CSIS Seminar

Attack-Resilient Systems and Networks

Abstract

In recent years, we have seen a number of successful cyber-attacks against high-profile targets, which have demonstrated that resourceful and determined attackers can penetrate even highly secure and isolated systems. In light of these attacks, it becomes apparent that defenders cannot focus solely on preventing attackers from penetrating their systems. Instead, it behooves defenders to reduce the impact of successful cyber-attacks by designing and operating their systems in attack-resilient ways. In this talk, I present my research on attack-resilient systems and networks, focusing on problems that pertain to cyber-physical systems (CPS): deployment and configuration of intrusion detection systems, scheduling of attack mitigation, and risk transfer.

A particularly severe threat to CPS is posed by stealthy attacks, which aim to keep security compromises hidden in order to attain higher impact over a longer period of time. To detect stealthy attacks, defenders may deploy intrusion detection systems (IDS), which monitor computer systems and networks for suspicious activity. However, the deployment and configuration of IDS in heterogeneous distributed systems, such as spatially-distributed CPS, pose challenging problems. I will discuss how to solve two key problems: deploying computationally-demanding IDS on resource-bounded devices and configuring IDS to minimize the number of false alarms.

Despite these efforts, sophisticated attacks, such as advanced persistent threats, may remain covert for extended periods of time. Consequently, defenders can further increase resilience by occasionally resetting potentially compromised resources to known secure states, for example, by changing passwords or cryptographic private keys. However, since compromises are covert, defenders have to mitigate potential attacks under a regime of incomplete information, which complicates the timing of resets.
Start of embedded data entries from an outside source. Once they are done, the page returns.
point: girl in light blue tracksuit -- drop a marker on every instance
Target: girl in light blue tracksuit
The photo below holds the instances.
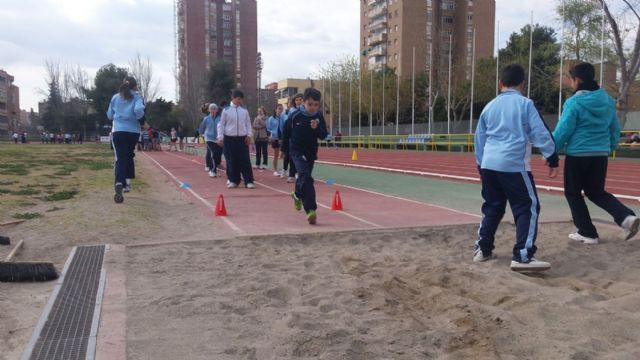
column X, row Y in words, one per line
column 126, row 110
column 209, row 127
column 588, row 131
column 274, row 124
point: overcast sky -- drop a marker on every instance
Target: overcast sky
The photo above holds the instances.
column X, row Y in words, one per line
column 294, row 36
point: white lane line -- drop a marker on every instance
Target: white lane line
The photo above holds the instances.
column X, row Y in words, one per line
column 454, row 177
column 286, row 193
column 325, row 206
column 411, row 201
column 233, row 226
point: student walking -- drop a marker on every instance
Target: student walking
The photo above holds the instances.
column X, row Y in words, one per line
column 125, row 110
column 261, row 138
column 288, row 167
column 273, row 129
column 174, row 140
column 508, row 126
column 588, row 131
column 300, row 143
column 234, row 135
column 209, row 127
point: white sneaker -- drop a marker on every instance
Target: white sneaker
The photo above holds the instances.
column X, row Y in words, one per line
column 577, row 237
column 532, row 265
column 630, row 227
column 478, row 256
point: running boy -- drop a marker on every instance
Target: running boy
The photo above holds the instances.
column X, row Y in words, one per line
column 300, row 142
column 508, row 126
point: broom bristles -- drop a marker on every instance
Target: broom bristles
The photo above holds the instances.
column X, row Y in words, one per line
column 27, row 271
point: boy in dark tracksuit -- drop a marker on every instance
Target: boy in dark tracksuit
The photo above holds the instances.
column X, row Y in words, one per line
column 301, row 132
column 507, row 128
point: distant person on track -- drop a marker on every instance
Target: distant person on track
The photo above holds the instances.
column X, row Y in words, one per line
column 274, row 124
column 288, row 167
column 508, row 126
column 261, row 138
column 300, row 143
column 125, row 110
column 234, row 135
column 174, row 140
column 588, row 131
column 209, row 127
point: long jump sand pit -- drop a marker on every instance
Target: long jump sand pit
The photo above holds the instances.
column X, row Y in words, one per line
column 390, row 294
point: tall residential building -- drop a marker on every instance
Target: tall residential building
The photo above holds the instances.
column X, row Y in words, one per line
column 208, row 31
column 9, row 103
column 391, row 29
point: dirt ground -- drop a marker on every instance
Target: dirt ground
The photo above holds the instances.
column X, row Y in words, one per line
column 154, row 212
column 193, row 291
column 391, row 294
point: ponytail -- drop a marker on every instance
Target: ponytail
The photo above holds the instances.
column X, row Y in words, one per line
column 127, row 86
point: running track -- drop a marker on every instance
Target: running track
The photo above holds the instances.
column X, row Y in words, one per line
column 623, row 176
column 268, row 209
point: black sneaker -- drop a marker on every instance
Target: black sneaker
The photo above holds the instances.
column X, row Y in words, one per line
column 117, row 197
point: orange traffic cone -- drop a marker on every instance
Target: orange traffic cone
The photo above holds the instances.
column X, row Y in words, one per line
column 336, row 204
column 221, row 210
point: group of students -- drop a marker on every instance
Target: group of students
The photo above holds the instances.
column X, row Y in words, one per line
column 588, row 131
column 293, row 134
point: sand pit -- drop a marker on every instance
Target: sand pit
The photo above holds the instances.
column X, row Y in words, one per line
column 392, row 294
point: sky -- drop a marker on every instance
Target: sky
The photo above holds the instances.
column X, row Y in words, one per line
column 295, row 37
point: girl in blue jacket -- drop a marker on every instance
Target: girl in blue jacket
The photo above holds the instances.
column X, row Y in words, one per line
column 126, row 110
column 588, row 132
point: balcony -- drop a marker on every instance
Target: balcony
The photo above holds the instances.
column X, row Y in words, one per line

To address this problem, I present optimal strategies for timing resets in the presence of strategic attackers.

Finally, to transfer the residual cyber-risk that might remain after applying technical countermeasures, defenders may purchase cyber-insurance policies. Despite its benefits, the cyber-insurance market has been slow to develop due to certain complicating factors, such as the existence of non-diversifiable risks. To explain these factors, I show how interdependence and software monocultures lead to non-diversifiable cyber-risks, and I propose an approach for alleviating these risks.

Speaker Bio

Dr. Aron Laszka is a postdoctoral scholar at the University of California, Berkeley, working on secure and resilient cyber-physical systems. Previously, he was a postdoctoral research scholar at the Institute for Software Integrated Systems at Vanderbilt University from 2014 to 2015, and a visiting research scholar at Pennsylvania State University in 2013. He graduated summa cum laude with a Ph.D. in Computer Science from the Budapest University of Technology and Economics in 2014. His research interests broadly revolve around cyber-security, cyber-physical systems, economics of security, resilient design, and game theory for security.